Dawkins' Weasel v1.0.0

Dawkins presents the idea as follows: “I don’t know who it was first pointed out that, given enough time, a monkey bashing away at random on a typewriter could produce all the works of Shakespeare. The operative phrase is, of course, given enough time. Let us limit the task facing our monkey somewhat. Suppose that he has to produce, not the complete works of Shakespeare but just the short sentence ‘METHINKS IT IS LIKE A WEASEL’, and we shall make it relatively easy by giving him a typewriter with a restricted keyboard, one with just the 26 (capital) letters, and a space bar.

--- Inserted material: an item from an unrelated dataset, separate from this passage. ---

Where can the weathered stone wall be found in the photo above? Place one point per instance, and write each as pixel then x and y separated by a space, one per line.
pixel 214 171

How long will he take to write this one little sentence?” He goes on to point out that - by random mechanisms alone - a monkey is unlikely to produce the phrase in any reasonable amount of time: “To put it mildly, the phrase we seek would be a long time coming, to say nothing of the complete works of Shakespeare.” However, Dawkins points out, with selection the problem becomes quite manageable: “What about cumulative selection; how much more effective should this be? Very very much more effective, perhaps more so than we at first realize, although it is almost obvious when we reflect further. We again use our computer monkey, but with a crucial difference in its program. It again begins by choosing a random sequence of 28 letters, just as before: ‘WDLMNLT DTJBKWIRZREZLMQCO P’. It now ‘breeds from’ this random phrase. It duplicates it repeatedly, but with a certain chance of random error - ‘mutation’ - in the copying. The computer examines the mutant nonsense phrases, the ‘progeny’ of the original phrase, and chooses the one which, however slightly, most resembles the target phrase, ‘METHINKS IT IS LIKE A WEASEL’.” Dawkins’ Weasel is a working model of this thought experiment, demonstrating the effectiveness of selection for rapidely producing a given target phrase.